Tuesday, August 05, 2008

Tales of Himmler's Aunt

A chance reference to R.C. Robertson-Glasgow in a cricketing book I was reading led me back to my bookshelves to enjoy again that author's collection of cod autobiographies "I Was Himmler's Aunt" (Herbert Jenkins, 1940, with dust jacket).

A quick scout through some of these burlesques -- Sir Seemly Mallow's ambitions to influence politics whilst coping with the Rabelaisian doings of his uncle Lamming; an Irish gentleman's tales of the old school (and the threat of his forthcoming book: 'Seventy-five Years a Lifeguardsman'); Squinto Evans' intimate revelations of life, love and song in a Welsh mining village; and, of course, the lady of the title (appearing, appropriately, halfway through the book) -- convinces me of one thing:

A considerable amount of the blogosphere, including, one suspects, this blog, is written by the ghost of R.C. Robertson-Glasgow as if by automatic writing or by the influence of Tiptoes Through Tulips, the well-known Indian spirit guide.

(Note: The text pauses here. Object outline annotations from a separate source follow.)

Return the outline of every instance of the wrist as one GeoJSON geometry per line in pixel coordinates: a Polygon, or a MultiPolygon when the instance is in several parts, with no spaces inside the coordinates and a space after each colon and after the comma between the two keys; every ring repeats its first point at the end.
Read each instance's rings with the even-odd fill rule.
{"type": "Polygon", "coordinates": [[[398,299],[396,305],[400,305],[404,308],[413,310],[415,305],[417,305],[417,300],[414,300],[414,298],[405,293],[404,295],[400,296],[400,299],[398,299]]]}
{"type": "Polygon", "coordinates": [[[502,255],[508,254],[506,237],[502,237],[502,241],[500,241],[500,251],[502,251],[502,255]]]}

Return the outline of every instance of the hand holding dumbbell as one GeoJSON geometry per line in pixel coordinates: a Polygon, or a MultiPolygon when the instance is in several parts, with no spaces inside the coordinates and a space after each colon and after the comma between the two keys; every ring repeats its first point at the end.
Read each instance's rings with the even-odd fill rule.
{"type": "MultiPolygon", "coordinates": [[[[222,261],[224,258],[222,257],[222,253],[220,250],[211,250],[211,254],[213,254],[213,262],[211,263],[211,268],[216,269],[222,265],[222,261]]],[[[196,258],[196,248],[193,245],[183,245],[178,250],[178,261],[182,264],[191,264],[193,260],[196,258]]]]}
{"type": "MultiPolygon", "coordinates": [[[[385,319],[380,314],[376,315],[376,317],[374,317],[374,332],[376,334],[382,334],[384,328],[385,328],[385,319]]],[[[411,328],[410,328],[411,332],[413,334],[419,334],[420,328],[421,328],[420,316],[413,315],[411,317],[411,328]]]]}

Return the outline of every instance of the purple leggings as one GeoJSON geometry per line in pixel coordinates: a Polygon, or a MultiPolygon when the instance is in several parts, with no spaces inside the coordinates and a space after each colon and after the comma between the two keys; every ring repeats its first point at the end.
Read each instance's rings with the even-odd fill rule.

I offer as evidence the final two paragraphs of the title piece:


"The woman-commandant comes into my cell soon after the exercising. I am to be released. It is a mistake that has been made. I am the wrong woman. But I am to go. I tell the woman-commandant that I am Himmler's Aunt. 'You were,' she replies, 'but you are no longer. You are to leave.'

**** ****


"But I am Himmler's Aunt. Someone has to be."


3 comments:

Unknown said...

henry Root wrote the other half of the interweb

Kevin Musgrove said...

By golly, I think you're right.

No Good Boyo said...

We ought to be proud to walk in her slingback-steps.